From: Brian Foster <bfoster@redhat.com>
To: "Darrick J. Wong" <darrick.wong@oracle.com>
Cc: linux-xfs@vger.kernel.org
Subject: Re: [PATCH v2 04/11] xfs: CoW fork operations should only update quota reservations
Date: Fri, 26 Jan 2018 08:02:16 -0500 [thread overview]
Message-ID: <20180126130215.GA47923@bfoster.bfoster> (raw)
In-Reply-To: <20180125182003.GH9068@magnolia>
On Thu, Jan 25, 2018 at 10:20:03AM -0800, Darrick J. Wong wrote:
> On Thu, Jan 25, 2018 at 08:03:53AM -0500, Brian Foster wrote:
> > On Wed, Jan 24, 2018 at 05:20:35PM -0800, Darrick J. Wong wrote:
> > > From: Darrick J. Wong <darrick.wong@oracle.com>
> > >
> > > Since the CoW fork only exists in memory, it is incorrect to update the
> > > on-disk quota block counts when we modify the CoW fork. Unlike the data
> > > fork, even real extents in the CoW fork are only reservations (on-disk
> > > they're owned by the refcountbt) so they must not be tracked in the on
> > > disk quota info.
> > >
> > > Signed-off-by: Darrick J. Wong <darrick.wong@oracle.com>
> > > ---
> > > v2: make documentation more crisp and to the point
> > > ---
> > > fs/xfs/libxfs/xfs_bmap.c | 118 ++++++++++++++++++++++++++++++++++++++++++----
> > > fs/xfs/xfs_quota.h | 14 ++++-
> > > fs/xfs/xfs_reflink.c | 8 ++-
> > > 3 files changed, 122 insertions(+), 18 deletions(-)
> > >
...
> > > diff --git a/fs/xfs/xfs_reflink.c b/fs/xfs/xfs_reflink.c
> > > index 82abff6..e367351 100644
> > > --- a/fs/xfs/xfs_reflink.c
> > > +++ b/fs/xfs/xfs_reflink.c
> > > @@ -599,10 +599,6 @@ xfs_reflink_cancel_cow_blocks(
> > > del.br_startblock, del.br_blockcount,
> > > NULL);
> > >
> > > - /* Update quota accounting */
> > > - xfs_trans_mod_dquot_byino(*tpp, ip, XFS_TRANS_DQ_BCOUNT,
> > > - -(long)del.br_blockcount);
> > > -
> > > /* Roll the transaction */
> > > xfs_defer_ijoin(&dfops, ip);
> > > error = xfs_defer_finish(tpp, &dfops);
> > > @@ -795,6 +791,10 @@ xfs_reflink_end_cow(
> > > if (error)
> > > goto out_defer;
> > >
> > > + /* Charge this new data fork mapping to the on-disk quota. */
> > > + xfs_trans_mod_dquot_byino(tp, ip, XFS_TRANS_DQ_BCOUNT,
> > > + (long)del.br_blockcount);
> > > +
> >
> > Should this technically be XFS_TRANS_DQ_DELBCOUNT? The blocks obviously
> > aren't delalloc and this transaction doesn't make a quota reservation so
> > I don't think it screws up accounting.
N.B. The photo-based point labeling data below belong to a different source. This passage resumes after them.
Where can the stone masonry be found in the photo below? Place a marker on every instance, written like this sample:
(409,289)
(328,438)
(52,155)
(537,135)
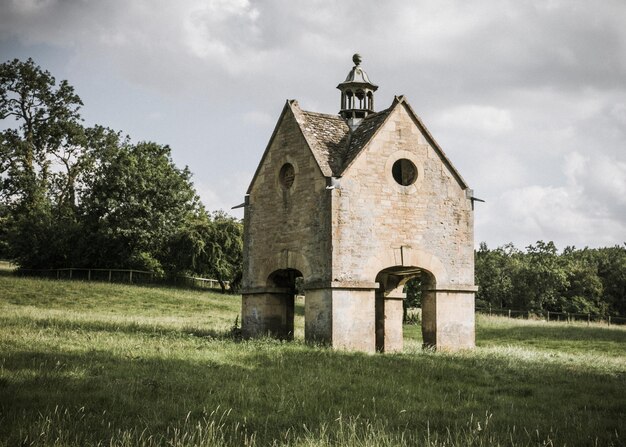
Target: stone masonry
(356,205)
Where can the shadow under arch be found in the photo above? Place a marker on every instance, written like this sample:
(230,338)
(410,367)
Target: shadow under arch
(389,308)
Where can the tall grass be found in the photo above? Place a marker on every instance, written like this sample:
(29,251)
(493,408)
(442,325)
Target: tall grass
(99,364)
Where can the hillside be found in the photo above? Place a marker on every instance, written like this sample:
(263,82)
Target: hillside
(89,363)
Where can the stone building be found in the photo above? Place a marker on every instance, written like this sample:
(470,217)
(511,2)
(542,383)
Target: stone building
(357,204)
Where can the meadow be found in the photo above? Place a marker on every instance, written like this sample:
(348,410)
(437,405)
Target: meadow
(115,365)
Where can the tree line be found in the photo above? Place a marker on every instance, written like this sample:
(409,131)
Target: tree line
(78,196)
(88,197)
(588,280)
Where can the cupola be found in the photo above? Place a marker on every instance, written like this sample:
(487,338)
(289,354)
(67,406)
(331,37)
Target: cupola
(357,95)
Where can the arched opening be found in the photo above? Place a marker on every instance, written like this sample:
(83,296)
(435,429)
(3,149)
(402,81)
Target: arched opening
(390,310)
(285,284)
(349,100)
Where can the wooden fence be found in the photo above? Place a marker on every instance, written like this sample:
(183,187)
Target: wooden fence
(567,317)
(122,275)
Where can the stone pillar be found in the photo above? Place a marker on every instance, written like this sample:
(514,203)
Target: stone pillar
(448,319)
(267,312)
(392,323)
(341,314)
(318,316)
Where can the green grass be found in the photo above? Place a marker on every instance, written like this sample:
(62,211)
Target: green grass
(114,365)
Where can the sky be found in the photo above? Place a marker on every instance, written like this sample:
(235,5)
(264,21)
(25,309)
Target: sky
(526,98)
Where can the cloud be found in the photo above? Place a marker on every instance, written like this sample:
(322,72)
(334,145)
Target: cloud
(486,119)
(527,98)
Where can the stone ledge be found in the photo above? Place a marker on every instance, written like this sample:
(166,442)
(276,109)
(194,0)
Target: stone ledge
(260,290)
(460,288)
(351,285)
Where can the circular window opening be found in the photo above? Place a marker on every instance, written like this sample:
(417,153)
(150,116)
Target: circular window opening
(286,175)
(404,172)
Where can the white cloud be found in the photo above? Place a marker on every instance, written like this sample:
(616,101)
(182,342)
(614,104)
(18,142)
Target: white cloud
(527,98)
(482,119)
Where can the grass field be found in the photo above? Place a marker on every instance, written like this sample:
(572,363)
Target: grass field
(114,365)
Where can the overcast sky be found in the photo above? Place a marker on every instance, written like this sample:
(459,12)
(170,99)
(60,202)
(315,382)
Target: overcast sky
(527,98)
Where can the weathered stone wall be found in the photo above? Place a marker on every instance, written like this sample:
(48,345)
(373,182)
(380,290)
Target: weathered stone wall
(287,228)
(378,223)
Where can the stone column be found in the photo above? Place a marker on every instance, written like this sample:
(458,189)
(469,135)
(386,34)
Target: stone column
(389,314)
(341,314)
(448,321)
(268,311)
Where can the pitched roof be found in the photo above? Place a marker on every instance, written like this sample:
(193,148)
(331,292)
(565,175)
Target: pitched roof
(335,148)
(330,140)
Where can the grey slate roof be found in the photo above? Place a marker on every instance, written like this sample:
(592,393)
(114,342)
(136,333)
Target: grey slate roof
(330,140)
(334,147)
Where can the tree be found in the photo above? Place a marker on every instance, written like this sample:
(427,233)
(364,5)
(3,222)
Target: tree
(48,124)
(133,204)
(495,271)
(210,245)
(43,134)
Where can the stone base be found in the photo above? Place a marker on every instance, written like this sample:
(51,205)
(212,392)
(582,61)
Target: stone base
(342,318)
(389,314)
(268,313)
(448,320)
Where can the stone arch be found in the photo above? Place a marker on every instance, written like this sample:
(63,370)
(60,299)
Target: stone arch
(389,300)
(286,260)
(410,257)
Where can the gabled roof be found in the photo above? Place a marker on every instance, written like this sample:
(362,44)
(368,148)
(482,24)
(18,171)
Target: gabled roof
(335,147)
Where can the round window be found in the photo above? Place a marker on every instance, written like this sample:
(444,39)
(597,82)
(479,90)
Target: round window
(286,175)
(404,172)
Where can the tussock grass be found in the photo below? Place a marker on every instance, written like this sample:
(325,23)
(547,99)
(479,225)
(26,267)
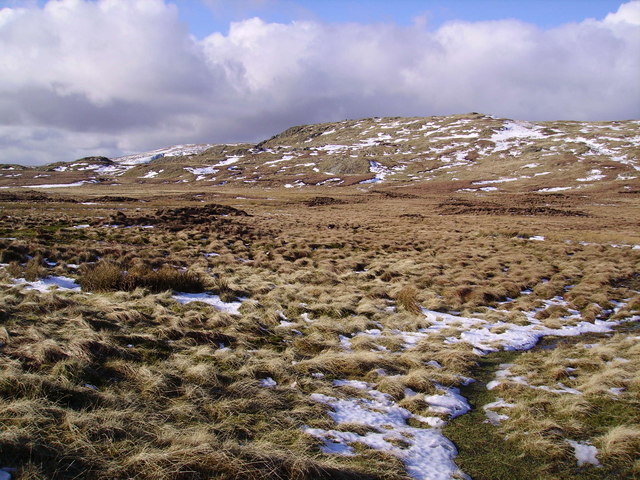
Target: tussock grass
(106,276)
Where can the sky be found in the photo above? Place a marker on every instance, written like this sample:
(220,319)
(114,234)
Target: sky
(114,77)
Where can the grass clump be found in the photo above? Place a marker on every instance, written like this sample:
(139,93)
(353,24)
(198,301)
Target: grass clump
(107,277)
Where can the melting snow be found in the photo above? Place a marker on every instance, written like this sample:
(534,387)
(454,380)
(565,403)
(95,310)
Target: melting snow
(584,453)
(47,283)
(426,453)
(213,300)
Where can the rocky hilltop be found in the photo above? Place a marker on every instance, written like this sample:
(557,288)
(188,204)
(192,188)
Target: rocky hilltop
(467,153)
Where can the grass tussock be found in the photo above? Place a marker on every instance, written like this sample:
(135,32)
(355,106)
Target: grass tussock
(107,277)
(121,381)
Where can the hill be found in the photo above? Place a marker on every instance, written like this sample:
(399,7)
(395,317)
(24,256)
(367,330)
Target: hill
(466,153)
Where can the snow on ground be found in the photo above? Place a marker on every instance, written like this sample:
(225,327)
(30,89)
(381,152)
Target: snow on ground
(48,283)
(59,185)
(494,418)
(512,132)
(213,300)
(585,453)
(593,176)
(426,453)
(174,151)
(202,170)
(152,174)
(504,375)
(554,189)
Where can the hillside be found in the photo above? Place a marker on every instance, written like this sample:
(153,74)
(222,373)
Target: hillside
(466,153)
(383,299)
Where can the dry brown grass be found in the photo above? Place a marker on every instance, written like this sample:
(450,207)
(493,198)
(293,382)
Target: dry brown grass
(126,383)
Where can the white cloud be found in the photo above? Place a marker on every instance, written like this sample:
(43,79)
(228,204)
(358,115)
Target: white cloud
(107,76)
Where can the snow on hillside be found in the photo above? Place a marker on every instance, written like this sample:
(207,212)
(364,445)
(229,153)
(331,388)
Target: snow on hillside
(174,151)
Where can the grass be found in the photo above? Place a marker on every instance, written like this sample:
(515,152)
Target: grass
(121,381)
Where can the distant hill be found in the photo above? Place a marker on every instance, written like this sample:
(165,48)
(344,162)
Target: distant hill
(468,153)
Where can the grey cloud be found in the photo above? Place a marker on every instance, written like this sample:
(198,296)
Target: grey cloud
(114,76)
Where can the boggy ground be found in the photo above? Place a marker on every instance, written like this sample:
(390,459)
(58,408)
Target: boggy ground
(337,331)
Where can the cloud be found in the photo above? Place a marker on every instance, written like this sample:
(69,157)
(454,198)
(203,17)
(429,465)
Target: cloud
(105,77)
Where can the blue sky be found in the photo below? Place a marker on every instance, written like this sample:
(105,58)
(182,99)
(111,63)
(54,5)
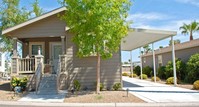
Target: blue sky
(151,14)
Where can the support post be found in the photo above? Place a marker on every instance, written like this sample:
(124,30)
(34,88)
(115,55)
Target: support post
(141,63)
(63,44)
(15,47)
(154,66)
(131,64)
(174,62)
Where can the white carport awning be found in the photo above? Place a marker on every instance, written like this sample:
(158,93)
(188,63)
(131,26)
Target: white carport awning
(140,37)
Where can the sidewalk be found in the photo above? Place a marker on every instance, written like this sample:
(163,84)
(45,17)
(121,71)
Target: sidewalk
(155,92)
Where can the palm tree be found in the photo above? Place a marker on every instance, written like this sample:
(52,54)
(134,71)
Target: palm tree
(190,29)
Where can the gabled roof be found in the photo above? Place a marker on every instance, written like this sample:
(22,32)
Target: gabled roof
(53,12)
(179,46)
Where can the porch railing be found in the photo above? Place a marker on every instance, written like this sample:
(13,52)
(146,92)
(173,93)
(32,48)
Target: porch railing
(25,65)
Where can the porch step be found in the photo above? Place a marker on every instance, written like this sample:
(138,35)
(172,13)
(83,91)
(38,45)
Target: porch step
(48,85)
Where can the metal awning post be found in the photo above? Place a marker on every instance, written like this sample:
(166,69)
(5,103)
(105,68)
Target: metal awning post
(141,63)
(174,62)
(154,66)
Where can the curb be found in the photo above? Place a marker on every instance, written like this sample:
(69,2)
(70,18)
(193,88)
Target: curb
(33,104)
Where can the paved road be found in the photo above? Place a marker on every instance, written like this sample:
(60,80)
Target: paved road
(33,104)
(155,92)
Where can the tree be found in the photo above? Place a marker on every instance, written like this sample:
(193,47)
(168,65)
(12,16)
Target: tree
(190,29)
(98,27)
(177,41)
(37,10)
(146,49)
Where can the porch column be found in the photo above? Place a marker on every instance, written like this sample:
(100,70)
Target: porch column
(63,44)
(174,62)
(154,66)
(131,64)
(140,63)
(15,47)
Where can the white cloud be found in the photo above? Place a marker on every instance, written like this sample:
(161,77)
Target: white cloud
(193,2)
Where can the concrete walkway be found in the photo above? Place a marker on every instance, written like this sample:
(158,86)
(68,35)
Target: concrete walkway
(155,92)
(32,97)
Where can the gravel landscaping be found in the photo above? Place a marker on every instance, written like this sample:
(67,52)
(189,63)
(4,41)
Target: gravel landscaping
(103,97)
(6,94)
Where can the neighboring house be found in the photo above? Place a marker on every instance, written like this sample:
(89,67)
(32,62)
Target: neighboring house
(163,55)
(2,63)
(49,36)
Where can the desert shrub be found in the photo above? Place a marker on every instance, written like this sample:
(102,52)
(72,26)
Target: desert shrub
(196,85)
(157,78)
(144,76)
(132,75)
(117,86)
(192,69)
(77,85)
(170,80)
(17,81)
(180,69)
(161,72)
(137,70)
(147,70)
(125,74)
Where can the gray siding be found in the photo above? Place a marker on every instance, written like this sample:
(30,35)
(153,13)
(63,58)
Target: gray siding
(84,69)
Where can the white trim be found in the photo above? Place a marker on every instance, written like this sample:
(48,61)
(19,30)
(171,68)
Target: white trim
(37,43)
(34,20)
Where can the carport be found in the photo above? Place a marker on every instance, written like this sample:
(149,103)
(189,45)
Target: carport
(138,38)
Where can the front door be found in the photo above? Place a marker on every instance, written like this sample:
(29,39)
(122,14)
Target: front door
(56,50)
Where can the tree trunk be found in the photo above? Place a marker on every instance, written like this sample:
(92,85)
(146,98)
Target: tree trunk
(191,36)
(98,74)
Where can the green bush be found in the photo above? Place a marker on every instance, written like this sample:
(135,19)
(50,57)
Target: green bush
(180,69)
(117,86)
(170,80)
(77,85)
(17,81)
(125,74)
(134,75)
(161,72)
(144,76)
(137,70)
(196,85)
(147,70)
(157,78)
(192,69)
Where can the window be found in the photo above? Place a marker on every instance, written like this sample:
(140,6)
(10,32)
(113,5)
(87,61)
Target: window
(160,60)
(0,59)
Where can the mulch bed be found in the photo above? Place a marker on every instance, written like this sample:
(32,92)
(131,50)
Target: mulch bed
(6,94)
(103,97)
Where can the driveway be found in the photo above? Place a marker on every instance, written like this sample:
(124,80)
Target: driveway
(155,92)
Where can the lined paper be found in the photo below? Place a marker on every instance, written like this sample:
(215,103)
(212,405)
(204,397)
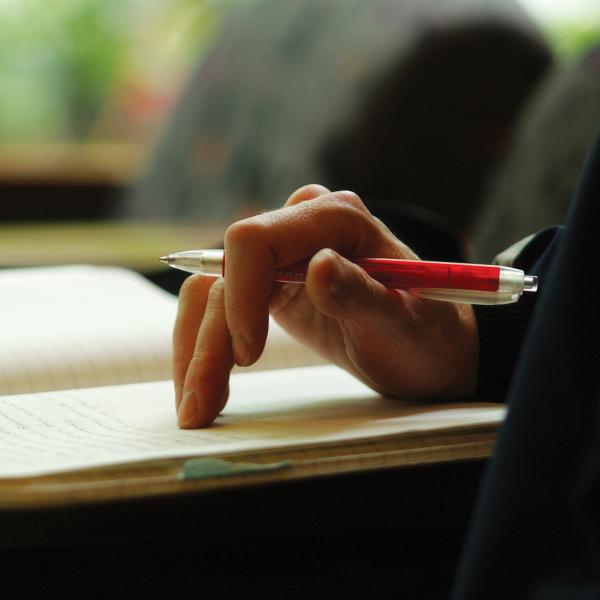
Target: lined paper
(84,326)
(300,408)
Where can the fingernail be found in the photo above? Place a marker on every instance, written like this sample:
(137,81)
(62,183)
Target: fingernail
(178,396)
(187,410)
(241,354)
(336,285)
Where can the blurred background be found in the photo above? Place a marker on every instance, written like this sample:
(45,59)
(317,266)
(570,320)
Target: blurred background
(96,97)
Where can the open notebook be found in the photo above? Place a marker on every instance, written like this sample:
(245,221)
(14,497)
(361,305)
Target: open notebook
(86,394)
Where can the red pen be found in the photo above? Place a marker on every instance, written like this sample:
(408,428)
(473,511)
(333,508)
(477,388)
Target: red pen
(453,282)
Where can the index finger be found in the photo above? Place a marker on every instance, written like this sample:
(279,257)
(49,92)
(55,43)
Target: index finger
(256,247)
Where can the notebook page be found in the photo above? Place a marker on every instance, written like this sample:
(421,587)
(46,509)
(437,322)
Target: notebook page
(57,431)
(81,326)
(85,326)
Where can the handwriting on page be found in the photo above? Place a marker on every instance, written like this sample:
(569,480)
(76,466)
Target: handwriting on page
(55,431)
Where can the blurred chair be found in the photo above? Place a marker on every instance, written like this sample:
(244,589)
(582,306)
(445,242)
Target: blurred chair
(407,102)
(532,187)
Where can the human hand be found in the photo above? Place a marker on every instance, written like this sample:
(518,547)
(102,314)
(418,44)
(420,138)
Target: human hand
(398,344)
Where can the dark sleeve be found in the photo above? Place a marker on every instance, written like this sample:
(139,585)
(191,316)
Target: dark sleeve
(502,328)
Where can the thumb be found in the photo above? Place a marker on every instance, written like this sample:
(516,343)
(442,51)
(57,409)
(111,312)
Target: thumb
(341,289)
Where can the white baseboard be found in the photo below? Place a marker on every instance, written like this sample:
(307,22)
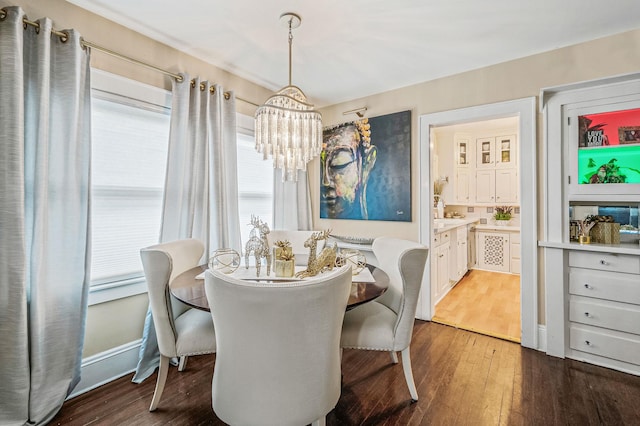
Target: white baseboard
(542,338)
(107,366)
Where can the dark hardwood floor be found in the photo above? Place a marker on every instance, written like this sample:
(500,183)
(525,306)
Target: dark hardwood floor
(463,378)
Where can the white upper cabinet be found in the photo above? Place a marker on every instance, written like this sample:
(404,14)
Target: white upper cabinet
(486,170)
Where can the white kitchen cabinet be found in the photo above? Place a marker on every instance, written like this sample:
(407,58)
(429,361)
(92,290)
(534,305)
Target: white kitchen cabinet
(506,186)
(485,153)
(464,150)
(461,253)
(604,309)
(485,186)
(493,177)
(505,151)
(494,251)
(440,264)
(462,193)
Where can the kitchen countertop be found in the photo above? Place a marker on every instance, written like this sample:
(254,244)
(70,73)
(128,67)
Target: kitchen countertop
(443,225)
(494,227)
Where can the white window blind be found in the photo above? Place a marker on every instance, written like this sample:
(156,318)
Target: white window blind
(129,154)
(255,185)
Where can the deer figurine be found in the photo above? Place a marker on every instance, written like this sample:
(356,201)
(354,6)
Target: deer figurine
(258,244)
(325,260)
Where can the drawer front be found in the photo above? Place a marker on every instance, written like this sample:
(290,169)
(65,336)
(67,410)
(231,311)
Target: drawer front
(445,237)
(605,285)
(599,342)
(602,313)
(605,261)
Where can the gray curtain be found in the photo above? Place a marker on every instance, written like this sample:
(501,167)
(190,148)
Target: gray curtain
(201,189)
(292,203)
(45,145)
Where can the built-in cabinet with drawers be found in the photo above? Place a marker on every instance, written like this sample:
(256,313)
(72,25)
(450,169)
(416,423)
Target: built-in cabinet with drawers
(604,307)
(486,170)
(592,291)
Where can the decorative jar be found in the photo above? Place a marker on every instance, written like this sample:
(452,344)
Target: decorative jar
(225,260)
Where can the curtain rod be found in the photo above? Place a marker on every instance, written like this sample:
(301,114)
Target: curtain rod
(85,43)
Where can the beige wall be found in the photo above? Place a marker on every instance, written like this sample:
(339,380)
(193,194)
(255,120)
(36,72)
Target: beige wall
(115,323)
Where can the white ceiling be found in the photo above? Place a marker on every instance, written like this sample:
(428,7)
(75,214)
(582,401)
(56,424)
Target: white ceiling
(347,49)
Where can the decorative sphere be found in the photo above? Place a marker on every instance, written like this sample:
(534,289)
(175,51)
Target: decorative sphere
(225,260)
(352,257)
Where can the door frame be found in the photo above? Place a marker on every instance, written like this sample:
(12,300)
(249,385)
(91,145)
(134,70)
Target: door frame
(525,110)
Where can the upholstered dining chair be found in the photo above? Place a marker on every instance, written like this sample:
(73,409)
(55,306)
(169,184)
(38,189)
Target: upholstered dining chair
(386,324)
(182,331)
(278,348)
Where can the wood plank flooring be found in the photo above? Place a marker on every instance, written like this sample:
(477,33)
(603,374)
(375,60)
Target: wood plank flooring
(485,302)
(463,378)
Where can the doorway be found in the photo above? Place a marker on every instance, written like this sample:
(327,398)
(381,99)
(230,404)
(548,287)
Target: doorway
(475,296)
(525,110)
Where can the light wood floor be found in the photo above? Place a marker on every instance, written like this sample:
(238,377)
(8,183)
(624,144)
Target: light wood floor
(484,302)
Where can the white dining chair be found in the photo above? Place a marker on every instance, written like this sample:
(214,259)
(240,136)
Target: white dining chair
(278,348)
(386,324)
(182,331)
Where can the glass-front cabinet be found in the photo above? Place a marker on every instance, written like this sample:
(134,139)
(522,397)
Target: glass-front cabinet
(485,157)
(464,152)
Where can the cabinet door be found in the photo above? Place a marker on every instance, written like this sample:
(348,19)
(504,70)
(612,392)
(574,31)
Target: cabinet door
(506,186)
(493,251)
(506,151)
(464,153)
(462,187)
(442,252)
(485,186)
(485,153)
(461,255)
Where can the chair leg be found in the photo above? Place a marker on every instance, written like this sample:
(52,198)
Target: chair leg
(183,363)
(162,379)
(322,421)
(408,374)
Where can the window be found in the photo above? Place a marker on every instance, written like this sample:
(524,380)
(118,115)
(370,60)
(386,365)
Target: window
(255,180)
(130,132)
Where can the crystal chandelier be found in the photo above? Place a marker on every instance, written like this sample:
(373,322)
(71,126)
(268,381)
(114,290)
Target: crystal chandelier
(287,127)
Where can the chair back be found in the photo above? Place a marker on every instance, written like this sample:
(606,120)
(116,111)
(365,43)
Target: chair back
(404,261)
(278,347)
(162,263)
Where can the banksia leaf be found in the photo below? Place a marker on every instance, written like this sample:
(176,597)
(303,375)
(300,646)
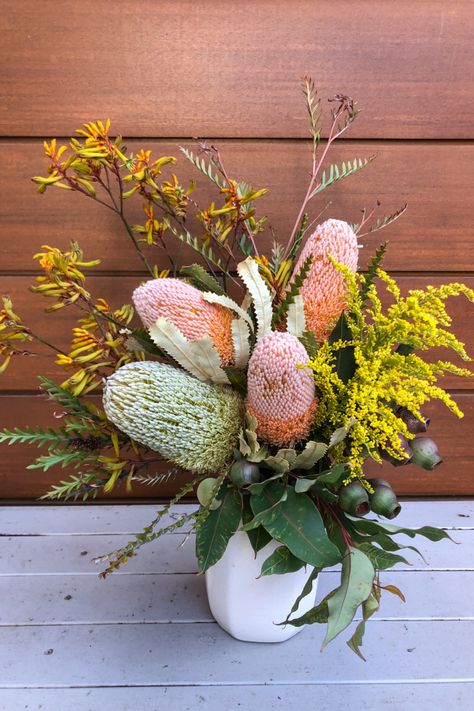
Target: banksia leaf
(281,395)
(184,306)
(145,400)
(324,290)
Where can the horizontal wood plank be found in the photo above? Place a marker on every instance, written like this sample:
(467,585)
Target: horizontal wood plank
(187,68)
(453,477)
(181,655)
(363,694)
(435,234)
(162,599)
(67,520)
(74,555)
(23,371)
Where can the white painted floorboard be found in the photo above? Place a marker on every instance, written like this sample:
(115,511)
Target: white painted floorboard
(144,639)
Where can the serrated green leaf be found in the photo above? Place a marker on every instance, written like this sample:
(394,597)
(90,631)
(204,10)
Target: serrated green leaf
(201,279)
(381,559)
(281,561)
(214,533)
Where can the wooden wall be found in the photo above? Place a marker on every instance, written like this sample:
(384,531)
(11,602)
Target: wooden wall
(170,70)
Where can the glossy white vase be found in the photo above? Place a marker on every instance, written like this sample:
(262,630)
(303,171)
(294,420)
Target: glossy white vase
(247,606)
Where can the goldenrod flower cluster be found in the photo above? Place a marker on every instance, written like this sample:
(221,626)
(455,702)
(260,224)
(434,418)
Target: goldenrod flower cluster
(384,377)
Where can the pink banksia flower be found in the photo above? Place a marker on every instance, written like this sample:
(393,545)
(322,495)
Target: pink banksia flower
(280,394)
(184,306)
(324,290)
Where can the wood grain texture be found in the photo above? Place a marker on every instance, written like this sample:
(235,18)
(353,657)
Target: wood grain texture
(453,477)
(194,68)
(435,234)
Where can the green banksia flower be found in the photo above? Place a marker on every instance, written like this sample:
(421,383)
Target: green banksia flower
(191,423)
(425,453)
(384,502)
(354,499)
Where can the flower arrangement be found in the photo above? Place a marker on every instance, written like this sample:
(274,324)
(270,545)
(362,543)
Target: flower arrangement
(273,378)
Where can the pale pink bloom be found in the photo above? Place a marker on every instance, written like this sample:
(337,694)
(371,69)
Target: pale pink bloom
(184,306)
(280,395)
(324,291)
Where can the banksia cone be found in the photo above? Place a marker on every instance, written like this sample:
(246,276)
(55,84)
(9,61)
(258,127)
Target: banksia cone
(280,395)
(191,423)
(324,290)
(184,306)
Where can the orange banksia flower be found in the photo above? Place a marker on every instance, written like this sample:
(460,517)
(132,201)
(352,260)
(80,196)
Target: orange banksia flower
(184,306)
(324,290)
(280,395)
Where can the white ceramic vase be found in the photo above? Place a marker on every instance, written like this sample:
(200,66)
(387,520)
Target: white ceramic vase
(247,606)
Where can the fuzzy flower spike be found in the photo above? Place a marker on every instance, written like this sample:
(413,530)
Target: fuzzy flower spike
(193,424)
(184,306)
(324,290)
(281,395)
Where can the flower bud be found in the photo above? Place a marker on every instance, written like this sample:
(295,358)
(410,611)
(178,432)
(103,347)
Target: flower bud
(384,502)
(425,453)
(243,472)
(354,499)
(413,423)
(405,446)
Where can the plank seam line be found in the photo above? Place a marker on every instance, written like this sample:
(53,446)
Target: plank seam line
(208,621)
(203,684)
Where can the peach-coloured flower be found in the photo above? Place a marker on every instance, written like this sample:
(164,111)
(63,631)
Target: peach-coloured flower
(184,306)
(280,395)
(324,290)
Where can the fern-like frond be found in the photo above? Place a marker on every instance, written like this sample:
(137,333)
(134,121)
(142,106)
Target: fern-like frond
(382,222)
(293,290)
(338,172)
(201,165)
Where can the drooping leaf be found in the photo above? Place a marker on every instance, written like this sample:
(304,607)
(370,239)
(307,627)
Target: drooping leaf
(262,300)
(293,290)
(198,357)
(317,615)
(345,360)
(307,588)
(229,303)
(296,322)
(357,577)
(214,533)
(258,537)
(381,560)
(201,279)
(281,561)
(298,525)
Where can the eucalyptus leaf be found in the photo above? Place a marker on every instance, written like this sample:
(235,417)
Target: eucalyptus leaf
(213,534)
(297,524)
(312,453)
(281,561)
(357,577)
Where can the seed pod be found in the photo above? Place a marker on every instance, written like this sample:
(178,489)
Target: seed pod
(413,423)
(425,453)
(406,447)
(243,472)
(374,483)
(354,499)
(384,502)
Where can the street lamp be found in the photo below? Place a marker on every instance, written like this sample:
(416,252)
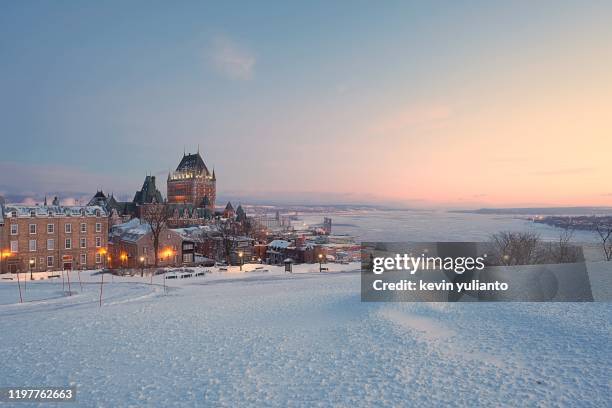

But if the transaction did make a
> > quota reservation, it seems like this would account the extent against
> > the tx reservation where it instead should recognize that cow blocks
> > have already been reserved (which is essentially what DELBCOUNT means,
> > IIUC).
>
> Hmmm, there's a subtlety here -- we're opencoding what DELBCOUNT does,
> because the subsequent xfs_bmap_del_extent_cow unconditionally reduces
> the in-core reservation after we've mapped in the extent as if it had
> been accounted as a real extent all along. But considering all the
> blather about how cow fork blocks are treated as incore reservations, it
> does look funny, doesn't it?
>
Ok.. I missed that the end/del cases were tied together, then reconfused
myself over the accounting in the end_cow() path (re: our irc chat
yesterday) when reassessing that bit. So to reset my brain, we have the
following with this current patch:
- cow reserve does a delalloc and in-core dquot reservation
- cow real alloc either skips dquot adjustment if wasdel, else reduces
the quota res acquired by the transaction by the size of the alloc[1].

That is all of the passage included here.